I also think there may be a market for truly limited-edition books in the crime genre. If I could (as I can in sff titles) get a special, signed and numbered edition with gorgeous endpapers, gilded lettering, and upgraded binding, even perhaps a few illustrations, I'd love it. I think there are some books and authors that would be perfect for it--for whom I'd happily save my pennies to plunk down. I keep hoping there might emerge specialty editions like this in the crime genre for the joy of collectors, authors, bookbinders, and bibliophiles alike
2. Lance C.
I only buy hardcovers if there's no trade paperback, and then only of books I want to keep. That's mostly non-fiction; I don't keep most fiction, because I don't tend to reread novels when I'm done with them. (My local used bookstore gets a lot of new stock from me.) Since the cover is something to keep the content from getting screwed up in the rain, I surely wouldn't pay extra for a fancier cover or one designed "just for me."

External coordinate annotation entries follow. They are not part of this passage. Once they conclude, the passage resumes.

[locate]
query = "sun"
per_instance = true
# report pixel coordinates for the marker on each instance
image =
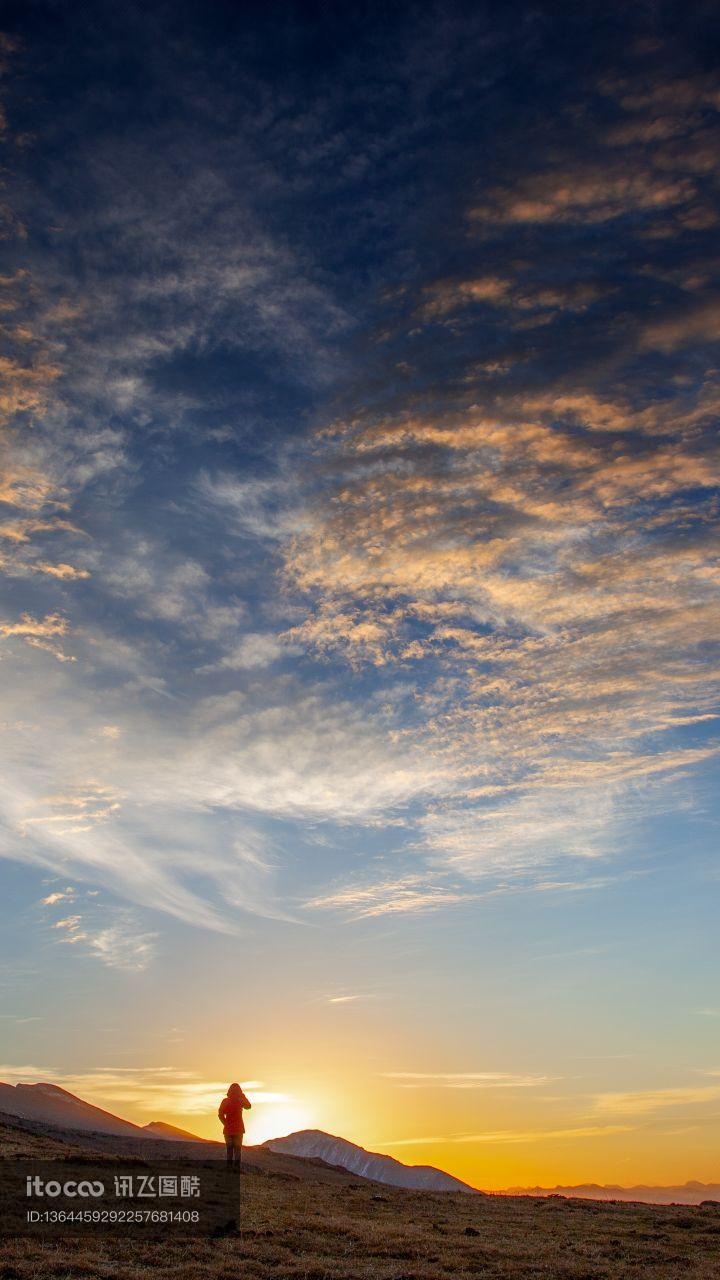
(274, 1120)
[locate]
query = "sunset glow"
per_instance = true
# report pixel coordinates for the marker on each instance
(360, 588)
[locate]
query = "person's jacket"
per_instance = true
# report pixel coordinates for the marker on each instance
(231, 1114)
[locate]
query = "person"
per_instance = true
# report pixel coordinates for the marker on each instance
(231, 1114)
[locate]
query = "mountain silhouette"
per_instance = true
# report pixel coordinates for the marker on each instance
(159, 1129)
(55, 1106)
(315, 1144)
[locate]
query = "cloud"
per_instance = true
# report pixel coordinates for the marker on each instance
(645, 1101)
(466, 1079)
(146, 1088)
(510, 1137)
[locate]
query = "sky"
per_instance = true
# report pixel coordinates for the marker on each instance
(359, 548)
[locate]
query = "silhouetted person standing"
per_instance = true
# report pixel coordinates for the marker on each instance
(231, 1114)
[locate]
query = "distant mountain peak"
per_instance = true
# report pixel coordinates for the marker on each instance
(315, 1144)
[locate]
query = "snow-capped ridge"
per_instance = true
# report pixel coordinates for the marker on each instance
(315, 1144)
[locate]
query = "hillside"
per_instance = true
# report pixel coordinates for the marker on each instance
(302, 1220)
(367, 1164)
(53, 1105)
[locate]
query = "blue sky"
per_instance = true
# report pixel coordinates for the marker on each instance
(359, 560)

I've always thought vinyl nostalgia was limited to people who didn't grow up with the hissing, popping and clicking of an LP, and don't remember what a muddy mess the sound devolved into after a few plays. I did grow up with it and I do remember, and there's nothing you could tell me to make me want to put up with a turntable and LPs again.
marian moore
3. mariesdaughter
I only purchased a Kindle in the last year and one thing that I notice is that it is difficult for me to finish a book on that device. With multiple books loaded, I find myself treating it like the web, I bounce from one book to another and rarely finish anything. I can only think of one that I actually finished. On the other hand, books I do finish. It's hard to resist the physical reenforcement of just "one more chapter" left. I cna't get that from the 33% in the corner of my Kindle.

I plan to keep trying to use my new e-reader. No one else in my family appreciates physical books. I don't want to leave too much a burden on my heirs.

However, I will still buy physical books when I love them and know that there's a chance that I can get the author to sign them.